Si conclude con la condanna alla pena di 7 anni di reclusione il processo a carico di un 45enne, con precedenti penali, dopo il sequestro record di oltre 40 chili di droga nel garage di casa, a ridosso delle vacanze pasquali del 2023.

La sentenza è stata emessa oggi dal gup Giulia Proto, al termine del processo con rito abbreviato (consente lo sconto di pena di un terzo) nei confronti di Fabrizio Mastria, originario di Melissano e da tempo domiciliato a Racale.

L’imputato che ha ottenuto le attenuanti generiche, rispondeva di detenzione di sostanze stupefacenti, con l’aggravante dell’ingente quantità. L’uomo, difeso dagli avvocati Francesco Fasano e Mauro Margarito, potrà presentare ricorso in Appello, una volta depositate le motivazioni della sentenza.

Le indagini

I fatti risalgono all’8 aprile del 2023, quando Mastria venne “pizzicato” con oltre 40 chili tra cocaina, eroina, hashish e marijuana, nel garage dell’abitazione a Racale.

La perquisizione in casa era stata eseguita dai carabinieri, dopo che l’uomo era stato sottoposto a un controllo personale.
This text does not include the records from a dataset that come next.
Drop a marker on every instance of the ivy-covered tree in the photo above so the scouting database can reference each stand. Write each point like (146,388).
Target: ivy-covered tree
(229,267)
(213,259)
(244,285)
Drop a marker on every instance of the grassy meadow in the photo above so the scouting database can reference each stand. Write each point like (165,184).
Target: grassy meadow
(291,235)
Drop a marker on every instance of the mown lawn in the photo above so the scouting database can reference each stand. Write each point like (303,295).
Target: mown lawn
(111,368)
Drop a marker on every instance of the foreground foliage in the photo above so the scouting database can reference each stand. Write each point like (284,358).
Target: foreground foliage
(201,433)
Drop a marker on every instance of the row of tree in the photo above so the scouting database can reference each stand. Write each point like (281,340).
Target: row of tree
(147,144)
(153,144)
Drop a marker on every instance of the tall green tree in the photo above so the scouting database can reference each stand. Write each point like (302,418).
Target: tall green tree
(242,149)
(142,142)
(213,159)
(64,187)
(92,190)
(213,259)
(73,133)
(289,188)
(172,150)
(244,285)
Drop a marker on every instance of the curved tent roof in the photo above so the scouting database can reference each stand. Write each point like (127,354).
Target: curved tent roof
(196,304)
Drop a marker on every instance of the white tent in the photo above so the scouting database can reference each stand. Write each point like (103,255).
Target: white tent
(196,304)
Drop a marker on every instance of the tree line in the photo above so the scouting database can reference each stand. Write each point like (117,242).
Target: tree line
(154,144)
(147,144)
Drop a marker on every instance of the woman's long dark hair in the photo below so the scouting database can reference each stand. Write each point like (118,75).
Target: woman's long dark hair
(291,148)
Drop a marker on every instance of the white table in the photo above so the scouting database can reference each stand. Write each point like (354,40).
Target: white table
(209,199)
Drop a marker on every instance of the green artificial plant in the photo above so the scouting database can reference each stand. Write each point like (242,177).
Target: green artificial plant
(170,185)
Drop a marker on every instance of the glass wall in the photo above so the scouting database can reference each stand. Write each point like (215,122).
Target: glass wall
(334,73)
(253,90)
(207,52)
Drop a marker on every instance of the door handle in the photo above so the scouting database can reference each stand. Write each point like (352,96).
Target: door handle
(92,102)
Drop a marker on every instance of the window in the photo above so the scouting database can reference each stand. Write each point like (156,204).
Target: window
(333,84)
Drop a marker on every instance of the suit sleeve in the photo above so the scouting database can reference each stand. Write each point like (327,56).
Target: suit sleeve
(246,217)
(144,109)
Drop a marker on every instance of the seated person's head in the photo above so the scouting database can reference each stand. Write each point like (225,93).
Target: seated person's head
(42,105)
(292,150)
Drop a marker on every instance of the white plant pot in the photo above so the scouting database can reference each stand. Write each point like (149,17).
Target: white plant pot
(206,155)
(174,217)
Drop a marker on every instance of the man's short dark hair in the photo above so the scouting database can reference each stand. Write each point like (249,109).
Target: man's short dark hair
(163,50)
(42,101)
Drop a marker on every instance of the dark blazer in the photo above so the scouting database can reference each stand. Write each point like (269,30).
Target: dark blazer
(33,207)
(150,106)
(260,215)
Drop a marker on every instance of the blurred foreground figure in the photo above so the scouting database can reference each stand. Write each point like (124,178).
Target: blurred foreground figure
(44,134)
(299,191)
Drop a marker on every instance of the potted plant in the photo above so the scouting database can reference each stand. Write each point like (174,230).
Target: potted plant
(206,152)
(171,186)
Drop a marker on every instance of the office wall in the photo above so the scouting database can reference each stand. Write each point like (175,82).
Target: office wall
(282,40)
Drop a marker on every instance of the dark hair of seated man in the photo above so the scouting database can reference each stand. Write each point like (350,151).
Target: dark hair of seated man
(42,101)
In particolare, vennero trovati: 21,4 chili di cocaina, 9,120 chili di hashish, 3,110 di eroina e 10,670 di marijuana.

E su disposizione del pm di turno, Alberto Santacatterina, per Mastria si erano aperte le porte del carcere di Borgo San Nicola.

Nel corso dell’udienza di convalida, il 45enne si era avvalso della facoltà di non rispondere. Il giudice Laura Liguori, al termine della stessa, aveva confermato la misura cautelare in carcere. In seguito, su istanza dei suoi legali, l’uomo aveva ottenuto gli arresti domiciliari.

Ed in queste ore, per Mastria è arrivata la condanna in primo grado.